Raymond Arke | News Editor
Duquesne’s mission statement is all about service. One Duquesne professor takes that statement to heart, serving not only Duquesne’s community but also serving the country as a major general. Lewis Irwin, a Duquesne political science professor, is on sabbatical this semester as he serves as Deputy Chief of Army Reserve at the Pentagon in Arlington, Virginia.
Irwin has spent a lifetime in the military, starting with attending West Point Military Academy and then later in life transitioning to the Army Reserve.
“I’ve been in the Army for 31 years, not counting the 4 years I spent at West Point. My first 14 years were on active duty. In 2000, I transferred to the Army Reserve and at the same time I was hired by Duquesne,” he said.
The Army Reserve is described on its website as “providing operational capability and strategic depth” to the regular Army forces.
Since joining the Reserves in 2000, Irwin has seen the force develop and transform.
“In 2000, the Army Reserve was kind of a quiet place.
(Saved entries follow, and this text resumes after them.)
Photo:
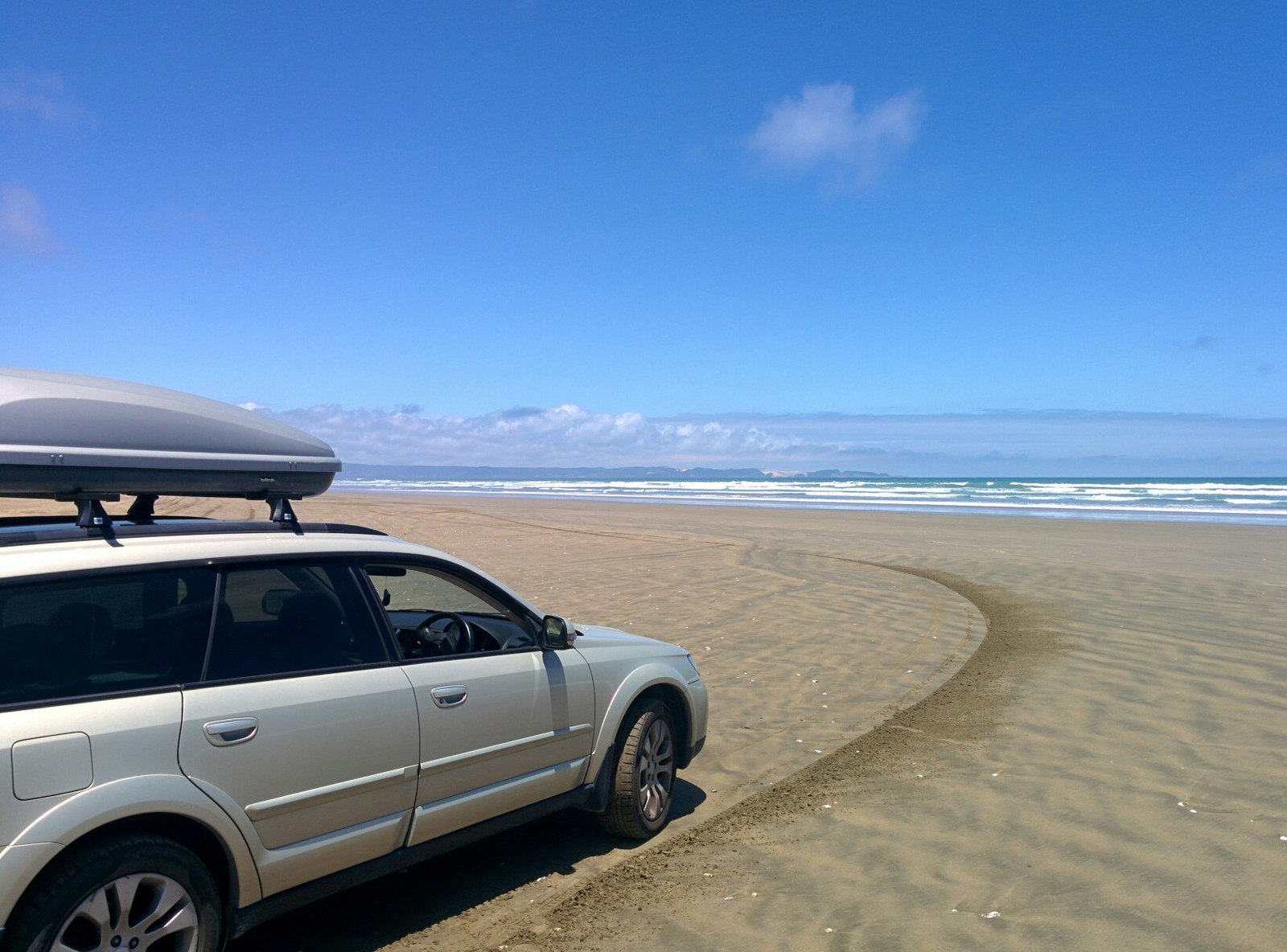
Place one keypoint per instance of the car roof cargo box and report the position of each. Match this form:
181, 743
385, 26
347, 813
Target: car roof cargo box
68, 437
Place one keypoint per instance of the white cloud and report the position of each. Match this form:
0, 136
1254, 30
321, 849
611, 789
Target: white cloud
23, 229
821, 129
967, 444
39, 94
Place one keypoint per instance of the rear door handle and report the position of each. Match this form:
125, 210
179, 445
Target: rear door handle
450, 695
224, 733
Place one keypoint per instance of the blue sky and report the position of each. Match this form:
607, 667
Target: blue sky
800, 219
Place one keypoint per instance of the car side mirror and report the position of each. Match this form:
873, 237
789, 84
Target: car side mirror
557, 634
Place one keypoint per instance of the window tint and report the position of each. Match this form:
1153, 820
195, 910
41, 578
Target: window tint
101, 634
420, 589
281, 619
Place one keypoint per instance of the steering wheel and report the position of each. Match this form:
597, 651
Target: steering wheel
454, 638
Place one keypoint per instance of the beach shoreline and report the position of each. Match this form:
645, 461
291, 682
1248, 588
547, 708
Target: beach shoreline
1106, 771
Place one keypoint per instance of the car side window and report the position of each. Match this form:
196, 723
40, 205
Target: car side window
416, 595
100, 634
276, 619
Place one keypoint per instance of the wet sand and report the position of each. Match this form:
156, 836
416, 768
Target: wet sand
927, 732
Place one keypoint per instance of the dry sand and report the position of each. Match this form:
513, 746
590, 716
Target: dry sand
1033, 733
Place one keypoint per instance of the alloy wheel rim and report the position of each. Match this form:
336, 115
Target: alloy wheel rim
135, 913
656, 771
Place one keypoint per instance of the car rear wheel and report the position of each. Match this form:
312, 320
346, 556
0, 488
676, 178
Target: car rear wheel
639, 804
143, 893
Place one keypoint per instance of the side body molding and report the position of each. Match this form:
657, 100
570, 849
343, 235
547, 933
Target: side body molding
120, 799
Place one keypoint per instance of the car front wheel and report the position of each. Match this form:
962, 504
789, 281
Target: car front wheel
130, 893
639, 804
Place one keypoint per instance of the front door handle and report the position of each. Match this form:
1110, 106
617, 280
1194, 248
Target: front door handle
450, 695
224, 733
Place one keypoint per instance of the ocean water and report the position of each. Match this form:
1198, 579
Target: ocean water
1248, 501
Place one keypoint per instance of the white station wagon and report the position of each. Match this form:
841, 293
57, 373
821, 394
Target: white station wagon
205, 724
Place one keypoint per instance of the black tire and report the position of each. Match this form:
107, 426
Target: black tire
639, 804
141, 888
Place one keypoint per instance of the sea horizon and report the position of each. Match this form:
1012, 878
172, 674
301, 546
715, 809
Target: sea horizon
1228, 499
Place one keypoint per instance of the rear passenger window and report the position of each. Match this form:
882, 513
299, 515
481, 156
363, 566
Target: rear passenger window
286, 619
103, 634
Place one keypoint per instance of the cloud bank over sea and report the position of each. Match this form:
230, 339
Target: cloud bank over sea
997, 443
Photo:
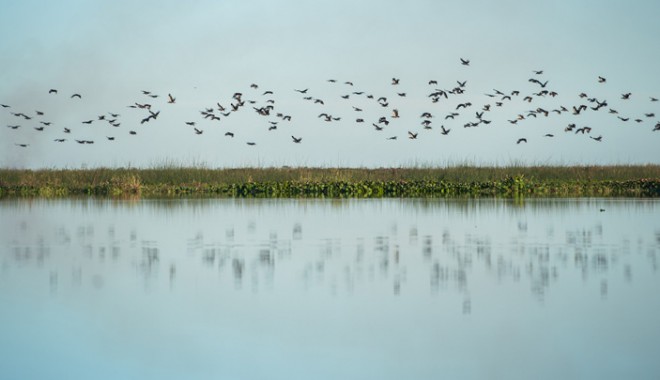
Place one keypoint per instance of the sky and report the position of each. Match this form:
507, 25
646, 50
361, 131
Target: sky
202, 52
Once 9/11 happened the Army Reserve changed their focus. All of the Reserve (Army, Navy, etc) are expected to be operational. They participate in training and exercises around the world,” he said.
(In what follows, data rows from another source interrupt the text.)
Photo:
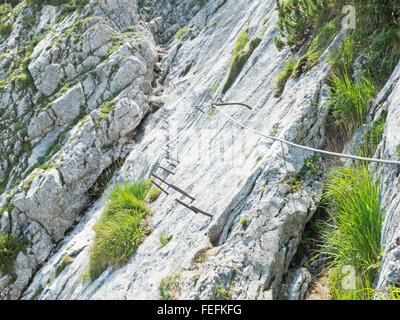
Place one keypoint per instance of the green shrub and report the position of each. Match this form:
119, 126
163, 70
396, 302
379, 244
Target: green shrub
10, 246
284, 76
170, 287
243, 222
240, 57
181, 32
64, 263
164, 239
154, 194
372, 138
349, 100
120, 230
352, 237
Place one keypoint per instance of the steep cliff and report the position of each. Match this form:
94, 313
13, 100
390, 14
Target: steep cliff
93, 90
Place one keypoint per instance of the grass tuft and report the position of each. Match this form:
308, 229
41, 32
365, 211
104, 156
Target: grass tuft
352, 237
120, 230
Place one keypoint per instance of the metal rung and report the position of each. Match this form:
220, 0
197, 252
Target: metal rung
199, 109
174, 187
202, 212
234, 104
172, 164
185, 205
159, 187
165, 169
181, 191
194, 209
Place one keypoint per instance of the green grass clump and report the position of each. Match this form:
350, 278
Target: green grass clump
170, 287
284, 76
372, 137
223, 293
181, 32
352, 237
240, 57
243, 222
37, 293
120, 230
64, 263
154, 193
10, 246
350, 99
164, 239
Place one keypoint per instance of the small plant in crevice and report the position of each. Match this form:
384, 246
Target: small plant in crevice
164, 239
10, 246
373, 137
244, 222
153, 195
64, 263
223, 293
279, 44
240, 57
351, 239
188, 67
121, 228
350, 101
170, 287
181, 32
284, 76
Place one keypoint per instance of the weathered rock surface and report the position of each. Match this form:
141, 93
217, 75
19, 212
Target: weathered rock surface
95, 77
232, 173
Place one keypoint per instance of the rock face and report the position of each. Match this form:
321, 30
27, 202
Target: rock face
390, 149
94, 77
91, 81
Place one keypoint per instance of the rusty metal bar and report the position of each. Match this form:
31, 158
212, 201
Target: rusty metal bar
157, 177
185, 205
159, 187
165, 169
202, 212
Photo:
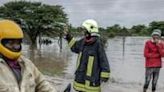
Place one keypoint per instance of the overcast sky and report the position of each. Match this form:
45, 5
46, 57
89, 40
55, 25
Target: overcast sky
109, 12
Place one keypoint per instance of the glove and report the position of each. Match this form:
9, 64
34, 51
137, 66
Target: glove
104, 79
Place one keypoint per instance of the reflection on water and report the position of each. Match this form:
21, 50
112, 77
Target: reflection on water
125, 58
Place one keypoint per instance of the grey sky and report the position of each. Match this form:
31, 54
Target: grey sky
109, 12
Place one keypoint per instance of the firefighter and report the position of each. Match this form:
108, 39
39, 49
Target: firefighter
18, 74
92, 63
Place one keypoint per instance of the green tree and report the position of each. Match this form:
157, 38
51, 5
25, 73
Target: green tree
35, 18
139, 30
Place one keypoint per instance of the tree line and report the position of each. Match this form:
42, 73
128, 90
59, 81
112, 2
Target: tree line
38, 19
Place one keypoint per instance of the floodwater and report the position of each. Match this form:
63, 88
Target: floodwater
125, 56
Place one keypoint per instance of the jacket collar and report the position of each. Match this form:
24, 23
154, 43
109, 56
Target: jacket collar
20, 60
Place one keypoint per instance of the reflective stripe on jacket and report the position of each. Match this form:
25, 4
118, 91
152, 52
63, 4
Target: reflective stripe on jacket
92, 64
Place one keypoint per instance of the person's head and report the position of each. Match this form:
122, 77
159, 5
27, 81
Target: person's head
156, 34
90, 27
11, 36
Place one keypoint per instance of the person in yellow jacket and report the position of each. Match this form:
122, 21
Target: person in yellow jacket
17, 73
92, 63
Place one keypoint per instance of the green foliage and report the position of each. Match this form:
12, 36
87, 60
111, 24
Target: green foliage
35, 18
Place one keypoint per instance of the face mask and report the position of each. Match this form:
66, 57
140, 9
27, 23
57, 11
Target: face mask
14, 47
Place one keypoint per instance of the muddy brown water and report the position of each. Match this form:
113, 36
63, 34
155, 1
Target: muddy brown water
125, 57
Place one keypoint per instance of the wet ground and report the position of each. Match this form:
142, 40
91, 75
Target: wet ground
125, 58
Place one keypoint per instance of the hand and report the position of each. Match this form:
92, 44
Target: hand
104, 79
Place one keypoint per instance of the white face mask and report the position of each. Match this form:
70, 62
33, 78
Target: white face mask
13, 45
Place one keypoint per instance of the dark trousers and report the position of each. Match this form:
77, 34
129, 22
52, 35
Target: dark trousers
151, 74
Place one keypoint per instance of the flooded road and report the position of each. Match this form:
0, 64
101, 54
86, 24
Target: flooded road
125, 58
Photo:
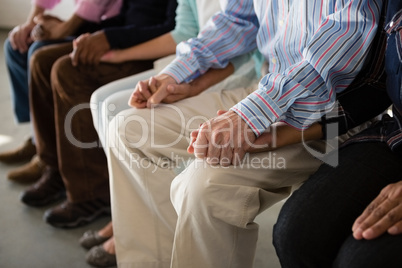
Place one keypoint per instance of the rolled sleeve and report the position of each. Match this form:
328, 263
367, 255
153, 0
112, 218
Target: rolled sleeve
46, 4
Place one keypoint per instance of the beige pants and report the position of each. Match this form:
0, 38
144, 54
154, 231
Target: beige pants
211, 222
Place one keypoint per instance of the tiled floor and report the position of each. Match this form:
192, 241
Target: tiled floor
27, 242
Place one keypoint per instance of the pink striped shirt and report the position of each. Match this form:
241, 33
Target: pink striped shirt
90, 10
315, 49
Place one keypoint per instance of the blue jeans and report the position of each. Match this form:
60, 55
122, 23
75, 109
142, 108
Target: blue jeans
17, 65
314, 225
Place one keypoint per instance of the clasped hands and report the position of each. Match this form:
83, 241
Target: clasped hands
384, 214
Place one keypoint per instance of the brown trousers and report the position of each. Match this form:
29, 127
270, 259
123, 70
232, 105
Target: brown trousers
65, 136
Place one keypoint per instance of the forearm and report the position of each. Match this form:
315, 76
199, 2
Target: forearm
210, 78
280, 135
161, 46
35, 11
72, 25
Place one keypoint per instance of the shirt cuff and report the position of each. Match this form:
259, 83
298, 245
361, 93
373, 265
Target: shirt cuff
89, 11
254, 112
46, 4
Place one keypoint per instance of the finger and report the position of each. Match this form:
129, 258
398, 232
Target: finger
38, 19
226, 156
144, 89
107, 57
214, 149
201, 143
369, 210
238, 155
396, 229
381, 226
83, 55
137, 100
75, 54
174, 93
157, 97
152, 84
11, 36
193, 138
221, 112
375, 217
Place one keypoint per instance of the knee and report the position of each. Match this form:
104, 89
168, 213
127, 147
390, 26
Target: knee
294, 236
197, 191
11, 55
286, 234
61, 74
8, 49
38, 61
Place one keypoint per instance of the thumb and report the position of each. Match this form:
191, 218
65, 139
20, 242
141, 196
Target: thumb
157, 97
177, 89
107, 57
38, 19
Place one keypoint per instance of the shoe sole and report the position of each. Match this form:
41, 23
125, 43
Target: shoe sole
44, 202
80, 221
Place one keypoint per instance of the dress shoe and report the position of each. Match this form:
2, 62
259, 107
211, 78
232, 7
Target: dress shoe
49, 189
28, 173
98, 257
91, 238
23, 153
71, 215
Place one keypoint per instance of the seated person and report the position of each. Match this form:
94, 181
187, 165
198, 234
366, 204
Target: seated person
88, 16
61, 83
204, 217
189, 15
350, 215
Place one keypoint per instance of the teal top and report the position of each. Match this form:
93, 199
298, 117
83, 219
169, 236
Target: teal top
187, 26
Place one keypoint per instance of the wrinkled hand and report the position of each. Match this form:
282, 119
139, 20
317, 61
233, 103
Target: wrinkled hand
89, 48
48, 28
384, 214
20, 37
148, 93
223, 140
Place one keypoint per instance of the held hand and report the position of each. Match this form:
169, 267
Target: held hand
150, 92
384, 214
223, 140
20, 38
48, 28
89, 48
113, 56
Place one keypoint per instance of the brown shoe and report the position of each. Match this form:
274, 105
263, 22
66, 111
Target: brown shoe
98, 257
23, 153
28, 173
49, 189
71, 215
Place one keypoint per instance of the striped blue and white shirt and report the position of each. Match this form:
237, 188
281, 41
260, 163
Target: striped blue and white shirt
314, 50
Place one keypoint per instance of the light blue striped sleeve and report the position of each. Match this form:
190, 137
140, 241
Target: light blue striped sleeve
186, 21
231, 33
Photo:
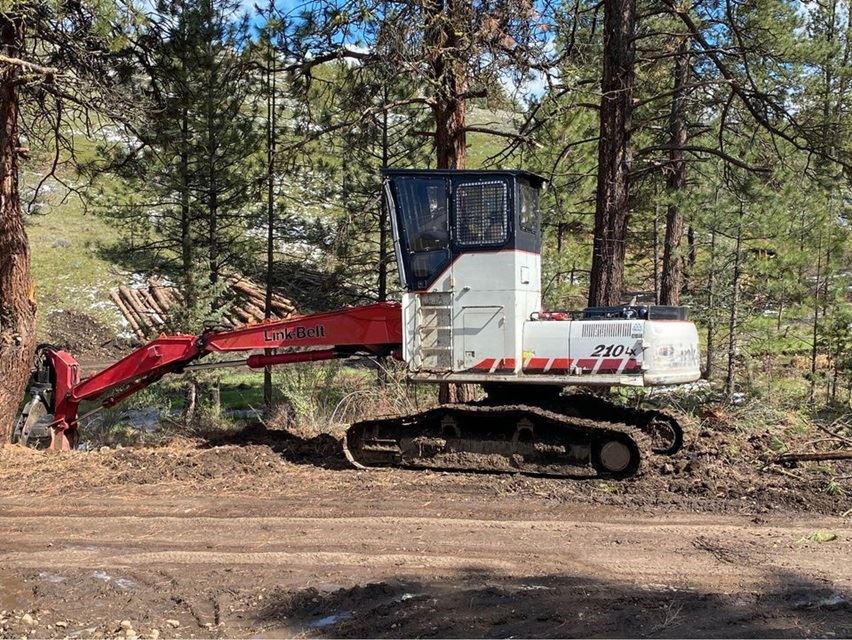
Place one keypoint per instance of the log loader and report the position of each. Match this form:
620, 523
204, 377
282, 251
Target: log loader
468, 250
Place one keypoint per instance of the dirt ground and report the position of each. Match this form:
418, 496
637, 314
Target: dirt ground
269, 535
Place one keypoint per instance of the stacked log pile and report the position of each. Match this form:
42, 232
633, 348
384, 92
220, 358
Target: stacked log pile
148, 308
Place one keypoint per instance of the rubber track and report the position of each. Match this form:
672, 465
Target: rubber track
626, 415
642, 440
Irwin’s latest promotion places him into two new roles at the Pentagon, which he describes as “really neat.” One of the new positions is Deputy Chief which places him as one of two deputies to the commanding officer.
He explained that the appointments are “not a promotion of rank, but a promotion of responsibility.”
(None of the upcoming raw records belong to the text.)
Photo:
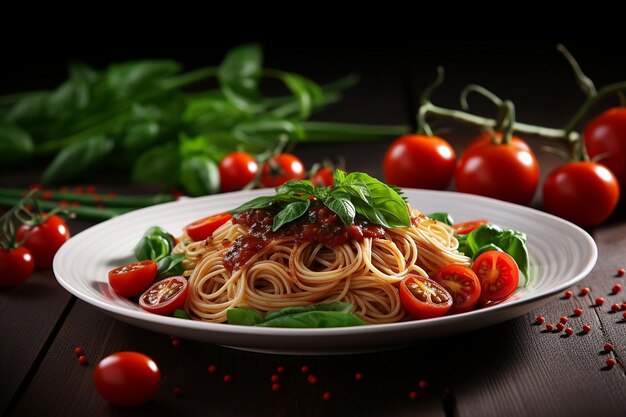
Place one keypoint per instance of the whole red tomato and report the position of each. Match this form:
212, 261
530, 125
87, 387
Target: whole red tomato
585, 193
508, 172
281, 168
419, 161
605, 137
16, 265
44, 239
237, 169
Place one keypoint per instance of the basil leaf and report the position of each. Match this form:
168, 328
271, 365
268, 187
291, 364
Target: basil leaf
171, 265
340, 204
297, 187
291, 212
77, 159
243, 316
259, 202
442, 217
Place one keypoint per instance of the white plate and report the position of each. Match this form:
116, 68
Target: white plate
561, 254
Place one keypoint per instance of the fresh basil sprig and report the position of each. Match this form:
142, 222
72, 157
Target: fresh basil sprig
352, 194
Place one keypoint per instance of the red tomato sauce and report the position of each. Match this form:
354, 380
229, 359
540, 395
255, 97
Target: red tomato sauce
319, 224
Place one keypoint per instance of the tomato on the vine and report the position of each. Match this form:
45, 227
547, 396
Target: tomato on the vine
507, 172
423, 298
127, 378
281, 168
237, 169
462, 284
498, 275
44, 239
605, 138
585, 193
419, 161
16, 265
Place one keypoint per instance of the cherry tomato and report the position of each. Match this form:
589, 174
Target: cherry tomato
237, 169
498, 275
45, 239
165, 296
419, 161
466, 227
423, 298
585, 193
133, 279
203, 228
280, 169
323, 177
16, 265
462, 284
127, 378
507, 172
605, 138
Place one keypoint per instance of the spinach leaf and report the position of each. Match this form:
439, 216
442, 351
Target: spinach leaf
442, 217
77, 159
291, 212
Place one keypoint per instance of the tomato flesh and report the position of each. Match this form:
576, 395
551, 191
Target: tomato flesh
127, 378
462, 284
423, 298
165, 296
133, 279
203, 228
498, 275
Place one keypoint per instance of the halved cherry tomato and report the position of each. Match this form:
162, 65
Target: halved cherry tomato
423, 298
203, 228
133, 279
127, 378
462, 284
165, 296
498, 275
466, 227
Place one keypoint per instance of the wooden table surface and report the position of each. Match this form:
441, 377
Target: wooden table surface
514, 368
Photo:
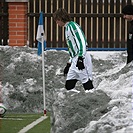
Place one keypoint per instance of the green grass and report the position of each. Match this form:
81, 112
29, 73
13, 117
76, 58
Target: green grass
13, 123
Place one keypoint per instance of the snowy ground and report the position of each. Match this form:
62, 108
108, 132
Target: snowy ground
110, 73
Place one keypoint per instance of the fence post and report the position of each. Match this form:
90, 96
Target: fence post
18, 23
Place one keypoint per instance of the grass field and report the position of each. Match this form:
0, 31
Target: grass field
13, 123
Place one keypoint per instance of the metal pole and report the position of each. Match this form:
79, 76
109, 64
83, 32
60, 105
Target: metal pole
43, 74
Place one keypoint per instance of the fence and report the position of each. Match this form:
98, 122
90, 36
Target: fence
101, 20
3, 23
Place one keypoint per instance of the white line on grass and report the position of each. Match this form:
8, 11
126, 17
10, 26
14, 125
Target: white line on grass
28, 127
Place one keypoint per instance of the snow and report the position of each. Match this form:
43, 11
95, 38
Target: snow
118, 86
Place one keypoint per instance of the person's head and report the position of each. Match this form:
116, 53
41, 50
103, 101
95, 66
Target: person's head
128, 12
61, 16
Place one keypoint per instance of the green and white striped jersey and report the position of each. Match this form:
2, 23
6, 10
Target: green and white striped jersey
75, 39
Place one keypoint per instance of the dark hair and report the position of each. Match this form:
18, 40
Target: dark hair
62, 15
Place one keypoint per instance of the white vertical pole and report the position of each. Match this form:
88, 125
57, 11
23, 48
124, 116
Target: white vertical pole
43, 74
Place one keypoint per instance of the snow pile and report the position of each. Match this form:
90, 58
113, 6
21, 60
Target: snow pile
21, 76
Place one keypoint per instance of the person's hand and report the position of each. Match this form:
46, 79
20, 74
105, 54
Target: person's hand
80, 63
66, 69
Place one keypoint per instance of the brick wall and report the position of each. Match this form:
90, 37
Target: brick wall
18, 24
“The Army Reserve consists of a force of 200,000 soldiers commanded by a single three-star general General [Charles] Luckey,” Irwin said. “He has two deputies: one who works on the component side in the Pentagon and the other with the actual troop units stationed in Ft. Bragg. “I’m the two-star general who helps him with the component side responsibility.”
The additional role that Irwin took on was that of the Office of the Chief of Army Reserve (OCAR) Chief of Staff. Being chief of staff has him overseeing an additional 450 soldiers and civilian employees who work for Luckey, which allows him to be involved in the policy process.
“I oversee the staff that helps Gen. Luckey meet his statutory obligations and his priorities. Statutory obligations are the actual laws he must follow, such as placing his input in the presidential budget and assisting Congress,” he said.
Irwin believes that his work at the Pentagon is really applicable to his role at Duquesne, especially since he teaches classes such as American National Government and Public Policy.
“This is a tremendous opportunity for me. It is serving at the highest level of policy-making . . . [The job is] really beneficial to my teaching because it offers a practical perspective on how policy works at the national level,” he said.
Irwin also pointed out that his experiences while teaching have also assisted him with his military work creating a beneficial cycle.
“Teaching helps to inform my participation in policy-making. The questions I get from students help,” he said. “Students are good at challenging assumptions. Teaching helps the participation in policy making, and policy making helps my participation in teaching.”
Irwin made sure to thank his coworkers at Duquesne for allowing him to pursue this once-in-a-lifetime opportunity and assume a dual role as professor and general.
“The only way this is possible is with the generous support of the administration and my colleagues at Duquesne,” he said. “This is the third time I’ve been mobilized into active service while at Duquesne, once for training soldiers for Afghanistan and Iraq and once to serve in Afghanistan.”
Irwin also gave some words of advice to current students, particularly ones interested in politics and national security, asking that they stay dispassionate and pursue only facts.
“Inside national security policy-making, the facts usually win … It is a rational and deliberative process,” he said.
“It is important to be empirical in your perspective, not just reacting emotionally and ideologically.”
Irwin had most recently served as the Commanding General of the 926th Engineer Brigade of the U.S. Army Reserve which had him oversee 5,500 Army Reserve troops. According to his biography on the Army Reserve website other notable assignments included Irwin serving a combat tour with the 3rd Armored Division during the first Gulf War and being responsible for a coalition team which helped design and implement reforms for the Afghan National Police in 2007-2008.
His Army Reserve biography also states that Irwin has been awarded the Legion of Merit and two Bronze Stars, along with a variety of other service-related awards.